After getting her first job at America Online, she realised that she needed more digital skills, and undertook night classes in information systems and computer networking.
From there, she landed a job as an IT technician. Still wanting to pursue her education, she went on to gain a Master of Science in Information Technology and a Master of Business Administration from the University of Denver. Through on the job training and some great mentorship, her career grew, and she is now the Director of Alexa AI at Amazon’s Cambridge Development Centre. “I mentor many young women at varying stages of their career, as I’ve had great mentors that have helped me to get to where I am today. One of the most rewarding things I do is to be a role model for young girls and women.

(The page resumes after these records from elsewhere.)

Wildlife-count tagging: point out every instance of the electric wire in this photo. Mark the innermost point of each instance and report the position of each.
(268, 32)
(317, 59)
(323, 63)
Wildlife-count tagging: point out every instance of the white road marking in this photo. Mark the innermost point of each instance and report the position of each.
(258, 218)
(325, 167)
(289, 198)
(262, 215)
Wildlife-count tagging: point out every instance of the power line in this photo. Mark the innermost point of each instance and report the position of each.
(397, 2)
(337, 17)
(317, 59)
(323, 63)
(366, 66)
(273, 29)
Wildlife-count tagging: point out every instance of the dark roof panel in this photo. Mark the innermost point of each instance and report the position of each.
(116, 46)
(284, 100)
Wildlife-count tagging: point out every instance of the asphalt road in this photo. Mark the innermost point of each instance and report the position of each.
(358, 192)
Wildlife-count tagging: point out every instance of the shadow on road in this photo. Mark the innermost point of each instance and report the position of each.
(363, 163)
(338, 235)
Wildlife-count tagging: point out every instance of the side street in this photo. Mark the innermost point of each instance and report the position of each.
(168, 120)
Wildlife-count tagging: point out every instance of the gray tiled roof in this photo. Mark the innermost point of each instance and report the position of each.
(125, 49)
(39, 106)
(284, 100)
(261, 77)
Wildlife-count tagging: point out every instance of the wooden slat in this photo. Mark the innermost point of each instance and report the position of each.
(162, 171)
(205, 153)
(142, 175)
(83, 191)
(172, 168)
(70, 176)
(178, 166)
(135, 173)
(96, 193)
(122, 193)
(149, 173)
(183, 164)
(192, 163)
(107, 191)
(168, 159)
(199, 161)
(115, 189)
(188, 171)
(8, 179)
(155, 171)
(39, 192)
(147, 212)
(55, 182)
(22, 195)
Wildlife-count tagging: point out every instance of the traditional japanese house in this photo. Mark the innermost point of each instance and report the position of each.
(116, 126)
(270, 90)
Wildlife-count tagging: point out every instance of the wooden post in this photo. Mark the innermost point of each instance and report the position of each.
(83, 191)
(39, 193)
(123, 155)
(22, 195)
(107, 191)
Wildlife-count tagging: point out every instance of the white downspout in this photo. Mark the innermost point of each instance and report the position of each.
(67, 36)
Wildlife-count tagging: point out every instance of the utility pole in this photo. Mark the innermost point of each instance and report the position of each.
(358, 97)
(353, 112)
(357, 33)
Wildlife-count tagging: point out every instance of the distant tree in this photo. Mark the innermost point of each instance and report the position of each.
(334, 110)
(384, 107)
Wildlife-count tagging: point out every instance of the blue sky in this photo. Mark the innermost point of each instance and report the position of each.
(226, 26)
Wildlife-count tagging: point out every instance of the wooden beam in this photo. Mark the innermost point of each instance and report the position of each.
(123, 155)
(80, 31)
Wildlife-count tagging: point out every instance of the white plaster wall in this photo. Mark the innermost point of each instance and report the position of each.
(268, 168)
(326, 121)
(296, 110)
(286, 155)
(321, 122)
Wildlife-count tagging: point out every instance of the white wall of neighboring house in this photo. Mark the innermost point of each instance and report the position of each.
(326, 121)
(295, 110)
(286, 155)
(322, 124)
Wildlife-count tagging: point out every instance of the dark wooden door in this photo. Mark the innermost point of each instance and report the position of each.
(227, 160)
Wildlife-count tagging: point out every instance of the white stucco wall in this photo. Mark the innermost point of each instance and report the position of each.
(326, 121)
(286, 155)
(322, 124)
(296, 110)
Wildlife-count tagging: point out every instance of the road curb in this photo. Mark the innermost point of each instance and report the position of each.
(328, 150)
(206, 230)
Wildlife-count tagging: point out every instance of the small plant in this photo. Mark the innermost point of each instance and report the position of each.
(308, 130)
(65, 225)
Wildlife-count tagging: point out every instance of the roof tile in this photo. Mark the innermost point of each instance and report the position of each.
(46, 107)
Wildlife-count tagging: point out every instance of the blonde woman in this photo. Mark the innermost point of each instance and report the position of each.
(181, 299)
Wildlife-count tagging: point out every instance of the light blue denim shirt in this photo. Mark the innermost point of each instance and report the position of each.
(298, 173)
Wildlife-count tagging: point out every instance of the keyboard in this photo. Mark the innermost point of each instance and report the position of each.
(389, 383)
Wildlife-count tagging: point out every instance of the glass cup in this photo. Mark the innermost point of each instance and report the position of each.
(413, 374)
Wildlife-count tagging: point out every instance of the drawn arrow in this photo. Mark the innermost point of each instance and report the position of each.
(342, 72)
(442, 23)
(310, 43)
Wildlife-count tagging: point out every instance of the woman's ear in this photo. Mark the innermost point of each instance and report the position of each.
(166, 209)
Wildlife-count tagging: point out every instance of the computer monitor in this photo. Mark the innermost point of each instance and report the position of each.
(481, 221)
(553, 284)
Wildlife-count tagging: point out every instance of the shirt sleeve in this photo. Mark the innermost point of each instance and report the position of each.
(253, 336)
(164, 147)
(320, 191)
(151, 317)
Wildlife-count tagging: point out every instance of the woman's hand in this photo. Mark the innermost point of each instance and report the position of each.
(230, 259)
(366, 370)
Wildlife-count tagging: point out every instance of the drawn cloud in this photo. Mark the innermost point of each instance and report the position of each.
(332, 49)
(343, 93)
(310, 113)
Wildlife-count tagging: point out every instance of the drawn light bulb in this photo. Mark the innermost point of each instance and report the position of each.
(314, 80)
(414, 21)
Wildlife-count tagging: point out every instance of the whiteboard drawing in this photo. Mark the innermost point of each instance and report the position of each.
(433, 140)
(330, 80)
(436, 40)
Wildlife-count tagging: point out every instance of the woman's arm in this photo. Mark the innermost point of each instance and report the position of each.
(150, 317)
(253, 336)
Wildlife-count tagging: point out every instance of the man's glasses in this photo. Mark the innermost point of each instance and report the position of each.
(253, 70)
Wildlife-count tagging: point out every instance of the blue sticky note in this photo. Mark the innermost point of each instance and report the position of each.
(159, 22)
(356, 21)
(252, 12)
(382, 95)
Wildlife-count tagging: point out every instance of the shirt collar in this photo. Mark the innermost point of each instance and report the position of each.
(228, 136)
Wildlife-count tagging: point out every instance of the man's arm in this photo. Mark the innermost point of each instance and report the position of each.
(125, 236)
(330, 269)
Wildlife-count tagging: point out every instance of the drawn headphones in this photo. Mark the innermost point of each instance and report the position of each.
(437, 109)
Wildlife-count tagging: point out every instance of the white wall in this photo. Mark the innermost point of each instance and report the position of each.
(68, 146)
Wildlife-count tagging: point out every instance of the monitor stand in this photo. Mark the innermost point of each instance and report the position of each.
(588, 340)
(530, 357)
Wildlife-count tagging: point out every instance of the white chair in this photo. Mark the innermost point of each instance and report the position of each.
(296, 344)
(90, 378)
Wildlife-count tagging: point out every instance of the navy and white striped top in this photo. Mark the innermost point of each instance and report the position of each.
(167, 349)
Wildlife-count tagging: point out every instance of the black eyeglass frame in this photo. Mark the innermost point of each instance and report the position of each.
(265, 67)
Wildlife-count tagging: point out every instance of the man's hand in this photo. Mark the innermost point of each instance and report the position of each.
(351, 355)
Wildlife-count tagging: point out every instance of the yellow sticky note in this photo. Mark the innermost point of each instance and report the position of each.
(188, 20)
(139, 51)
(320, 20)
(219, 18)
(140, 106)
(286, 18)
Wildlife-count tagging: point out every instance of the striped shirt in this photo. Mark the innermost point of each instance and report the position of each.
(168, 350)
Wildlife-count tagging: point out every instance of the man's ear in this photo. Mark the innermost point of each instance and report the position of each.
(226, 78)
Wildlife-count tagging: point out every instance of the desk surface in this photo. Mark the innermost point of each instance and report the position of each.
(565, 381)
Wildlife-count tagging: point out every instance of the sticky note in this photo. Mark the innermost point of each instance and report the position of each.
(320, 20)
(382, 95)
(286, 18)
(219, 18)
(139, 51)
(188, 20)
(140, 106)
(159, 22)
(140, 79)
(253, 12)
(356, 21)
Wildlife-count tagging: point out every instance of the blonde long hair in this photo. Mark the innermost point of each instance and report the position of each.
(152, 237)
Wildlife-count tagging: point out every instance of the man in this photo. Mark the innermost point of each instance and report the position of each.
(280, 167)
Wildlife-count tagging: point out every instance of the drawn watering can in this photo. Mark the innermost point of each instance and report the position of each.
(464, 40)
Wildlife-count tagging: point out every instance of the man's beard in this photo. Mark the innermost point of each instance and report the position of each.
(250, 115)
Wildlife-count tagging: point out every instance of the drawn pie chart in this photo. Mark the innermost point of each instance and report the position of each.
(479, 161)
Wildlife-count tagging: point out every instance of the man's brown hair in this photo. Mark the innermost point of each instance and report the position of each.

I know that having a relatable role model is a key enabler for girls to follow a career in technology.
“Here’s what I recommend to women wanting a career in tech; keep learning and make the effort to upskill yourself through work schemes or in your own time. Next, plan your career and look at where you want to end up and think about your next step in terms of achieving that goal. Finally, apply! Industry research shows women tend only to apply when they meet all the criteria, while men may feel they only need to meet some of the criteria. If you don’t ask, you won’t get.”
Beth Holmes originally started out in academia. She completed a PhD in Group Theory, a branch of maths, in 2001, and went on to apply for academic roles. After giving birth, and a series of academic research fellowships, she decided to join a start-up, as she felt they were more likely to offer her flexible hours and the ability to work from home. “The tech sector has allowed me to have a career that was far more flexible than other paths, something I needed when finishing my last fellowship with two dependents relying on me.”
At first, she didn’t find much relation between the job and academia, except the ability to type and the importance of being a self-starter with a strong work ethic. She began with simple data entry and worked her way up until eventually, she was at the stage where she could lead a team of Knowledge Engineers. After a while, the company was acquired by Amazon, and she carried on up the ladder to become a Principal Knowledge Engineer.
Reflecting back, she believes that some of her previous skills from academia have been transferrable. She was well prepared for Amazon’s particular culture of document-writing and the self-starter mentality, while her teaching experience was useful for training up staff. “If people are willing to take a chance on you, and you’re willing to learn, then there’s no reason you can’t pivot to succeed in tech, using previously acquired skills.”
From linguistics to PR, to academia, the common denominator for these women succeeding in tech isn’t their background or education, but a willingness to take a chance in a new career and to push themselves.